Das Running-system upgraden?

Eigentlich müsste KDE-4.4.2 inzwischen laufen. (Hier gibts keine Probleme).

Allgemein ist es keine allzu gute Idee verschiedene Programmversionen eine Config nutzen zu lassen.

Kommt aber auf die Software drauf an.

----------

## Randy Andy

Hi Max Steel,

nix gemeinsame config (es sei denn du meinst home), sda1 und sda2 sind getrennte systeme mit eigenem bootloader via chainloader.

Hätte den Blödsinn besser nicht geschrieben, verwirrt nur und tut nix zur Sache.

Und KDE 4.4.2 läuft auf meinem x86_64 System auch prima! Nur was nutzt mir das alles?

Also bitte wieder auf das wesentliche konzentrieren, die dbus Fehlermeldung und wie ich dagegen vorgehe.

Dank Euch, Andy.

----------

## Max Steel

In dem Fall meine ich die home-partition.

Aber um das auszuprobiern kannst ja einfach mal auf dem kde-4.3 System einen testnutzer anlegen.

Ansonsten, steht in einer Log etwas verdächtiges drin?

Also /var/log/messages oder /var/log/Xorg.0.log

Oder sonst etwas?

PS:

Er frägt dich ja ob du qdbus starten kannst, irgendwie.

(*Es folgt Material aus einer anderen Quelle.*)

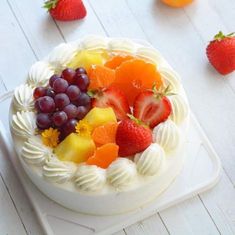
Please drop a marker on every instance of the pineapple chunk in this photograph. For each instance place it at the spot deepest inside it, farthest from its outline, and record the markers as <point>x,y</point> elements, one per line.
<point>86,59</point>
<point>75,148</point>
<point>100,116</point>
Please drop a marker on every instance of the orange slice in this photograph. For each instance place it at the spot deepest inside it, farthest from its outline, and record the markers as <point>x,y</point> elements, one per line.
<point>104,155</point>
<point>105,134</point>
<point>100,77</point>
<point>117,60</point>
<point>135,76</point>
<point>177,3</point>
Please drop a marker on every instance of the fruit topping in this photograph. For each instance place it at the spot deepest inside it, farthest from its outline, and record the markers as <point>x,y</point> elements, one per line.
<point>152,107</point>
<point>177,3</point>
<point>104,155</point>
<point>100,116</point>
<point>75,148</point>
<point>132,137</point>
<point>61,100</point>
<point>114,98</point>
<point>66,10</point>
<point>43,120</point>
<point>50,137</point>
<point>39,92</point>
<point>221,53</point>
<point>60,85</point>
<point>59,118</point>
<point>46,104</point>
<point>105,134</point>
<point>100,77</point>
<point>117,60</point>
<point>135,76</point>
<point>68,74</point>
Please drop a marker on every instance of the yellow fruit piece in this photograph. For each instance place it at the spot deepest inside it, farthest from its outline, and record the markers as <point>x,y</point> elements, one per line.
<point>75,148</point>
<point>100,116</point>
<point>87,58</point>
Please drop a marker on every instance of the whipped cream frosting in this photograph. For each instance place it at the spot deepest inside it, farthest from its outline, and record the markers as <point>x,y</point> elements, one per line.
<point>58,171</point>
<point>23,124</point>
<point>35,152</point>
<point>150,54</point>
<point>39,74</point>
<point>121,172</point>
<point>167,134</point>
<point>121,45</point>
<point>90,178</point>
<point>61,55</point>
<point>170,78</point>
<point>94,43</point>
<point>150,160</point>
<point>180,108</point>
<point>23,98</point>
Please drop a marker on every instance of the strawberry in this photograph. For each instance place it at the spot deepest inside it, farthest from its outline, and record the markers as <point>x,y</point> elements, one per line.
<point>114,98</point>
<point>221,53</point>
<point>66,10</point>
<point>132,137</point>
<point>152,107</point>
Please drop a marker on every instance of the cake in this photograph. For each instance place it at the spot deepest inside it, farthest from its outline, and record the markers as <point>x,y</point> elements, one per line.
<point>100,125</point>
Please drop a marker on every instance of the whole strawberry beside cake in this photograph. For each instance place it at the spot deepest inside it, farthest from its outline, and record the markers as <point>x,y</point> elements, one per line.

Also mal qdbus(viewer) starten probiern.

----------

## Randy Andy

Kann leider erst Morgen weitermachen,

die Frau hat das Teil nun im Beschlag.

Melde mich dann mit mehr Details.

Andy.

----------

## Randy Andy

Hallöle,

hab es zwischenzeitlich mit einem neuen Testaccount ausprobiert, jedoch ohne Erfolg!

Hab ausserdem noch alle dbus und qdbus basierenden Paket remerged, hat auch nix gebracht.

Noch ein bisschen mit der xorg.conf rumgespielt - auch nix.

system und world auf dem aktuellen Stand von Gestern.

revdep-rebuild und lafilefixer --justfixit mehrfach - alles konsistent.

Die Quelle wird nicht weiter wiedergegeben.